More importantly, this exposure allows for full control of the database and potentially elevation of privilege within the DeepSeek environment without the need for any authentication or defense mechanisms against the outside world.

exposure process

Our reconnaissance efforts began by evaluating DeepSeek's publicly accessible domains. By mapping the external attack surface using direct reconnaissance techniques (passive and active discovery of subdomains), we identified approximately 30 Internet-facing subdomains. Most of the subdomains appeared benign, hosting elements such as chatbot interfaces, status pages, and API documentation - none of which initially indicated a high-risk exposure.

However, when we expanded our search beyond the standard HTTP ports (80/443), we detected two hosts associated with the followingUnusual open ports (8123 and 9000)::

http://oauth2callback.deepseek.com:8123
http://dev.deepseek.com:8123
http://oauth2callback.deepseek.com:9000
http://dev.deepseek.com:9000

Upon further investigation, the ports pointed to aPublicly exposed ClickHouse databaseThe database was accessible without any authentication at all - an immediate cause for alarm.

ClickHouse is an open source columnar database management system designed for fast analytical queries on large data sets. It was developed by Yandex and is widely used for real-time data processing, log storage, and big data analytics, which suggests that this type of exposure is a very valuable and sensitive discovery.

By utilizing ClickHouse's HTTP interface, we accessed the /play path, which isAllows execution of arbitrary SQL queries directly from the browser. Run a simple SHOW TABLES; the query returns a complete list of accessible datasets.

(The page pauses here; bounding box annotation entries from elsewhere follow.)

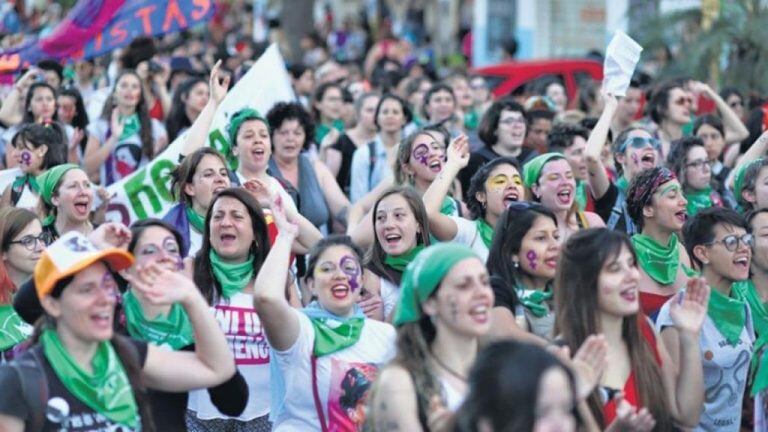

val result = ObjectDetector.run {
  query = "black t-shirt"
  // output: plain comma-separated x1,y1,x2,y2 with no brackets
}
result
0,339,147,432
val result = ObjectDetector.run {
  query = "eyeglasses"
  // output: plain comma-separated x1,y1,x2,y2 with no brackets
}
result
8,233,51,251
618,137,661,153
707,234,755,252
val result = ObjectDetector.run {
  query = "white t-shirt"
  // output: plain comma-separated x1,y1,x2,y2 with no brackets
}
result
272,310,396,432
451,216,488,262
187,293,270,421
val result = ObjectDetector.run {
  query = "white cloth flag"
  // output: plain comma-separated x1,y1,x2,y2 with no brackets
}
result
603,31,643,96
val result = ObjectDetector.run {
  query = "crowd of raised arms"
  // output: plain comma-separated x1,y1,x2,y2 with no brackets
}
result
0,28,768,432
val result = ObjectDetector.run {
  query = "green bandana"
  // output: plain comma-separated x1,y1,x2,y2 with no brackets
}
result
208,249,253,298
384,245,424,273
632,234,680,285
37,164,80,205
184,205,205,234
123,290,194,351
475,218,493,249
707,289,747,346
685,186,712,217
0,305,32,352
393,243,479,327
40,329,139,428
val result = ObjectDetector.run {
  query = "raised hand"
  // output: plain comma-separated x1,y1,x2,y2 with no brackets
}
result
669,277,710,334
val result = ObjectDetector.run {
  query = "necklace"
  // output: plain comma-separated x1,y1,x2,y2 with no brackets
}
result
429,350,467,382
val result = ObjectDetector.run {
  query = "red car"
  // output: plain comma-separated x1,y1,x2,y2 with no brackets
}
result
472,59,603,107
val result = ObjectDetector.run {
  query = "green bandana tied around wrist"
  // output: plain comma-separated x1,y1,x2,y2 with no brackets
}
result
123,290,194,351
0,305,32,352
40,329,139,428
632,234,680,285
37,164,80,206
685,186,712,217
302,301,365,357
475,218,493,249
208,249,253,298
707,289,747,346
384,245,424,273
184,205,205,234
523,153,565,189
393,243,480,327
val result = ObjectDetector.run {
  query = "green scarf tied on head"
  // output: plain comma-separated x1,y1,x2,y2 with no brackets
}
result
685,186,712,217
184,205,205,234
40,329,139,429
632,234,680,285
384,245,424,273
208,249,253,298
123,290,194,351
393,243,480,327
707,289,747,346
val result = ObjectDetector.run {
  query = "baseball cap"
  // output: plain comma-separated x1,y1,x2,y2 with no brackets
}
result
34,231,133,299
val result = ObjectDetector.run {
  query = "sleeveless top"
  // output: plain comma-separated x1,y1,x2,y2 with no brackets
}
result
269,154,331,227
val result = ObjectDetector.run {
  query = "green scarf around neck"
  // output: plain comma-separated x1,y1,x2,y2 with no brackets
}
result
384,245,424,273
40,329,139,429
632,234,680,285
685,186,712,217
208,249,253,299
184,205,205,234
475,218,493,249
123,290,194,351
707,289,747,346
0,304,32,352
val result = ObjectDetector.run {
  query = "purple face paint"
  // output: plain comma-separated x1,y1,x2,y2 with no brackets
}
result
339,255,360,292
525,250,539,270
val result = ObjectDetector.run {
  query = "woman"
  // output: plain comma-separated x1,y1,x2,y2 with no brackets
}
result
487,202,560,340
371,243,493,431
120,219,248,431
165,78,210,142
555,229,709,431
187,188,270,431
84,70,168,186
267,102,349,233
255,214,395,431
37,164,93,241
456,341,581,432
423,135,525,261
667,137,723,217
349,94,412,202
627,168,692,320
0,123,67,210
523,153,605,241
0,207,40,363
656,207,762,432
365,187,430,321
0,232,234,432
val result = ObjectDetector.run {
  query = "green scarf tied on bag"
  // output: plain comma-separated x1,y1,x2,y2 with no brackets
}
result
632,234,680,285
384,245,424,273
208,249,253,299
123,290,194,351
40,329,139,429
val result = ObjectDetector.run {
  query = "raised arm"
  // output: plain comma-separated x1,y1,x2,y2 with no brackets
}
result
584,93,618,199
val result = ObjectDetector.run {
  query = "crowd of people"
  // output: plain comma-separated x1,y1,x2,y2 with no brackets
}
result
0,4,768,432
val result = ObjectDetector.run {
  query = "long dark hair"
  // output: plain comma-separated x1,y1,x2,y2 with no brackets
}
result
555,228,674,431
194,188,269,304
100,69,155,160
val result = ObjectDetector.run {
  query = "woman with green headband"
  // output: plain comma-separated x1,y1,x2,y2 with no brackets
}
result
523,153,605,241
255,198,395,431
656,207,766,432
37,164,93,241
423,135,525,261
371,243,493,431
627,167,692,320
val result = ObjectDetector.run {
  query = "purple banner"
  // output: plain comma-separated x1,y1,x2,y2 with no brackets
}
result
0,0,214,73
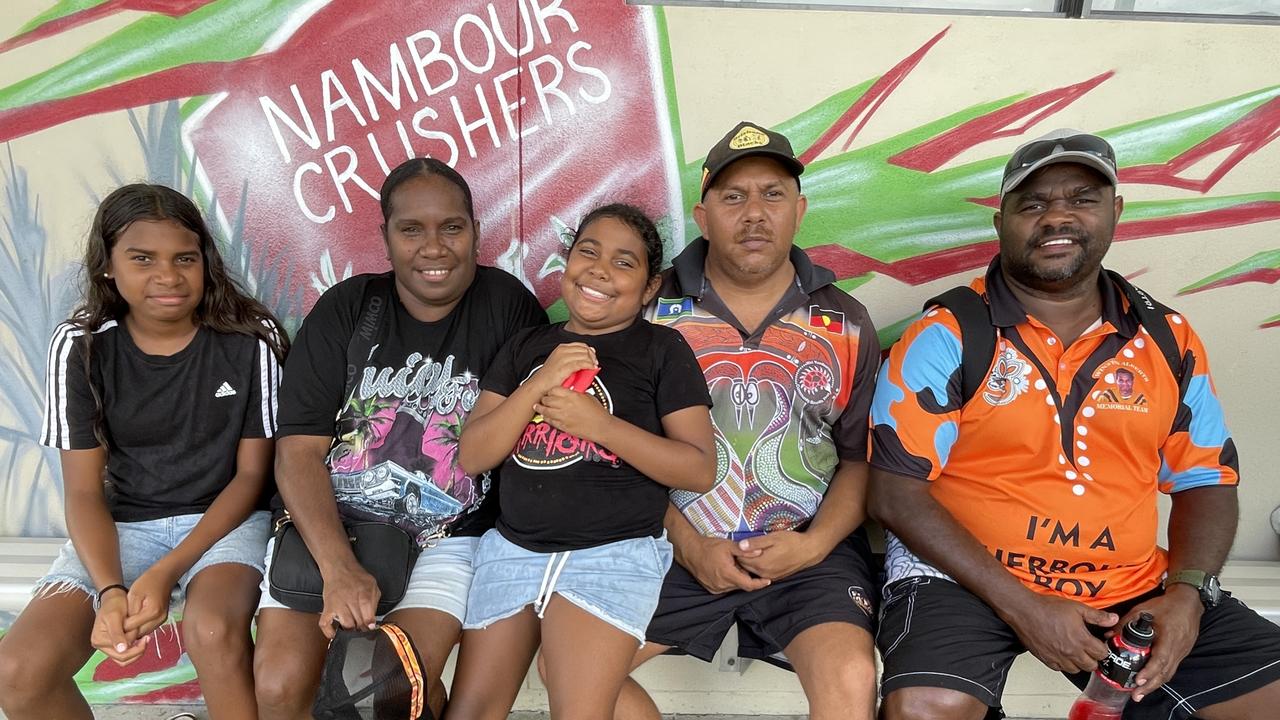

ClickHouse Web UI Output Forms

One table that stands out is log_stream, which contains tables with theHighly sensitive dataof a large number of logs.

The log_stream table containsOver 1 million log entriesThe first is that it contains columns that are particularly revealing:

timestamp - the date of the log from January 6, 2025commencement
span_name - references various internal DeepSeek API Endpoint
string.values - Plain text logIncludeschat log,API keys, backend details and operational metadata
_service - indicates which DeepSeek ServicesLogs are generated
_source - exposureSource of the log requestContainsChat logs, API keys, directory structure and chatbot metadata logs

This level of access poses a serious risk to DeepSeek's own security and that of its end users. Not only can an attacker retrieve sensitive logs and actual plain text chat messages, but they can also use queries such as SELECT * FROM file('filename') to extract plain text passwords and local files as well as proprietary information directly from the server, depending on their ClickHouse configuration.

(Note: we did not perform intrusive queries beyond the scope of the enumeration to maintain ethical research practices.)

Key takeaways

The rapid adoption of AI services without appropriate security measures is inherently risky. This exposure highlights the fact that the direct security risks of AI applications stem from the infrastructure and tools that support them.

While much of the attention around AI security has focused on future threats, the real danger often comes from fundamental risks - such as accidental external database exposure. These risks are the foundation of security and should remain a top priority for security teams.

As organizations race to adopt AI tools and services from a growing number of startups and providers, it's important to remember that by doing so, we're entrusting sensitive data to these companies. The rapid pace of adoption often leads to a neglect of security, but protecting customer data must remain a top priority. Security teams must work closely with AI engineers to ensure visibility into the architecture, tools and models used so that we can protect data and prevent exposure.

reach a verdict

The world has never seen a technology adopted at such a pace as AI. Many AI companies have rapidly evolved into critical infrastructure providers without the security frameworks that typically accompany such widespread adoption. As AI becomes more deeply integrated into enterprises globally, the industry must recognize the risks of handling sensitive data and enforce security practices comparable to those required by public cloud providers and major infrastructure providers.